Co-Preisträgerin Friedensnobelpreis

Kaffeeanbau ohne Angst vor Minen

Minen und andere Waffen
Kolumbien

Endlich kann Justiniano Pencue auf seiner Plantage Kaffee anbauen – ohne Angst vor Blindgängern. Vor zehn Jahren hatte er die Felder gekauft, ohne zu wissen, dass sie von Sprengstoffresten übersät waren. Erst nachdem unser Team das Gebiet geräumt hatte, konnte Justiniano seine Felder bestellen und damit seine große Familie ernähren.

Justiniano ist auf seinem Kaffeefeld zu sehen. Er trägt eine rote Cap, im Hintergrund sind seine unzähligen Kaffeesetzlinge zu sehen. In der Hand hält er eine Kaffeepflanze, die er gerade inspiziert.

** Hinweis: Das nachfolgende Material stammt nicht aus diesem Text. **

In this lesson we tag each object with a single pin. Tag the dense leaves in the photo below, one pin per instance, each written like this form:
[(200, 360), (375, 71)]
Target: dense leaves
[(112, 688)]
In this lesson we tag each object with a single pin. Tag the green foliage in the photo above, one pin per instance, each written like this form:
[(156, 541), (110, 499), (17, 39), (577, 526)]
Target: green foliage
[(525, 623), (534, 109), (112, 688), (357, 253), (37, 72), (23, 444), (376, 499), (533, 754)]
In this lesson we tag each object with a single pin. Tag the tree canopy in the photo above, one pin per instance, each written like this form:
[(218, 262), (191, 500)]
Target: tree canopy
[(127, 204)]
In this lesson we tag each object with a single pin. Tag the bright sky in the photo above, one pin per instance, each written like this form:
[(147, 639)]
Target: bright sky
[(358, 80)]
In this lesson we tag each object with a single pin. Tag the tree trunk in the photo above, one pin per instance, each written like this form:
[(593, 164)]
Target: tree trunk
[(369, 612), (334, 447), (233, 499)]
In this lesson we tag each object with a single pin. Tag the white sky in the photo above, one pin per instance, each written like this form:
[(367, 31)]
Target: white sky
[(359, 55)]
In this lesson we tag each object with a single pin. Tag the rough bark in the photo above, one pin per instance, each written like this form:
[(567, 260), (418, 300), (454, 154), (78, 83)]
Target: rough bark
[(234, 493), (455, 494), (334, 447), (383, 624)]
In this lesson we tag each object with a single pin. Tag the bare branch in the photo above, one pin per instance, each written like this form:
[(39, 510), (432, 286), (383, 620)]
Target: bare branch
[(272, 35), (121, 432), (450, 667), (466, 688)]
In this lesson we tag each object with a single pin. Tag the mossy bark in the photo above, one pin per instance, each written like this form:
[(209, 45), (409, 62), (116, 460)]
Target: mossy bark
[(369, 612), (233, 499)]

Justiniano inspiziert seine jungen Kaffeepflanzen | © J. M. Vargas / HI

Als Justiniano und seine Frau Rosalba mit ihren drei Töchtern Land in La Meseta kauften, ahnten sie nichts von den verborgenen Gefahren. Ihr Traum war es, auf der Plantage zu leben und durch den Ertrag des Kaffees eine bessere Zukunft für ihre Familie zu ermöglichen.


Doch wie sie kurz nach dem Kauf erfuhren, hatten bewaffnete Gruppen die Fläche als Lagerplatz genutzt und hunderte von „Tatucos“ hinterlassen. Das sind selbstgebaute Waffen, die aus einem mit Sprengstoff gefülltem Zylinder bestehen. Die Familie hatte solche Angst vor den Blindgängern, dass sie das Gebiet einzäunten und zurückließen. Sie rechneten damit, nie wieder zurückzukehren. 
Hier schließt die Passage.